皇帝は遠からず崩御し、皇太子であるテオフィルが次の皇帝となる。
つまり、そういうことをこの女は言っているのだ。
父である皇帝を見殺しにして、帝位を手にしろ。
そして、本物の聖女を始末しろ——と。
それは甘美な囁きだった。
同時に、足を踏み入れればもう二度と引き返せない、一方通行の仄暗い道だった。
テオフィルはごくりと唾を飲んだ。
さすがに父を見殺しにすることは躊躇われた。
なにしろ自分の父親だ。
皇帝になって膨大な政務をこなし、大陸に広がる領地をまとめるという未来にも、テオフィルは怖気づいた。
しかもつい先ほど、諸卿を揃ってクビにした直後である。
それに、あの無礼な軍務卿が言っていた通り、今は実務をこなせるローゼに仕事を押しつけることもできない。
生まれて初めて、テオフィルはこの広大なエスヴァルト帝国を自分一人で背負って立つという重さを、ありありと感じた。
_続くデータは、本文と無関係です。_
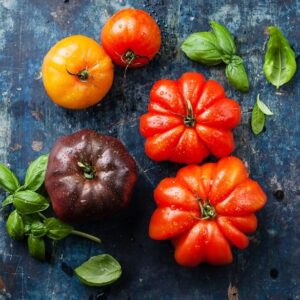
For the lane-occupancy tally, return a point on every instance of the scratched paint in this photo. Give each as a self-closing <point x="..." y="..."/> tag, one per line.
<point x="30" y="27"/>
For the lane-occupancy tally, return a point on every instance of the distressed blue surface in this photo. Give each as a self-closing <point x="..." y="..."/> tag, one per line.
<point x="30" y="123"/>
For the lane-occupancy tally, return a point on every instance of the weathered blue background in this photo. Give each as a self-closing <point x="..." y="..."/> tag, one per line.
<point x="30" y="123"/>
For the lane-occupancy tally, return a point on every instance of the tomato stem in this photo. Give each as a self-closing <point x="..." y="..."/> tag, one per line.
<point x="88" y="171"/>
<point x="206" y="209"/>
<point x="83" y="75"/>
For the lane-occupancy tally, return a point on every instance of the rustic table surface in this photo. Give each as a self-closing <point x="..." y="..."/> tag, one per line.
<point x="30" y="123"/>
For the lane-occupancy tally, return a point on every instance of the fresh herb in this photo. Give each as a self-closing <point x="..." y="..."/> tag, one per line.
<point x="29" y="202"/>
<point x="36" y="247"/>
<point x="99" y="270"/>
<point x="15" y="226"/>
<point x="26" y="219"/>
<point x="259" y="111"/>
<point x="213" y="48"/>
<point x="8" y="181"/>
<point x="280" y="62"/>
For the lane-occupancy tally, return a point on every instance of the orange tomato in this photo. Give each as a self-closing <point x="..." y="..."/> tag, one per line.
<point x="77" y="73"/>
<point x="131" y="37"/>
そして自分の周囲には、十年間自分の婚約者として妃教育を受けてきたローゼも、日々発生する政治的難問を処理してきた諸卿もいない。
皆、テオフィル自身が遠ざけたのだ。
足元にぽかりと穴が開き、どことも知れぬ深淵に落ちていくような恐怖に襲われた。
(……もしかしたら俺は、とんでもないことをしてしまったのではないか……?)
窓の外の青空がやけに空虚に見えた。
視界に、スッと銀髪の女が入りこむ。
ヘルミーネは微笑を浮かべ、血の気の引いたテオフィルの手を握った。
「大丈夫よ、テオ。あたしがいるわ。あなたが皇帝で、あたしが妃。この帝国はあたしたちのものよ」
自信に満ちた口調だった。
根拠など何もない。
だがその単純な傲慢さが、テオフィルに自信を取り戻させた。
そうだ。
自分は皇帝だ。
この帝国は自分に与えられたものだ。
誰にも文句など言わせない。
テオフィルはヘルミーネの手を強く握り返した。
口の端に酷薄な笑みが浮かぶ。
「そうだな。皇帝は俺だ。……邪魔をするやつらには、天罰を与えてやろう」
もう一度窓を見た。
今度は笑いながら。
青空は、もう空虚には映らなかった。
帝国の上に広がる天は、他でもないこの自分自身なのだから。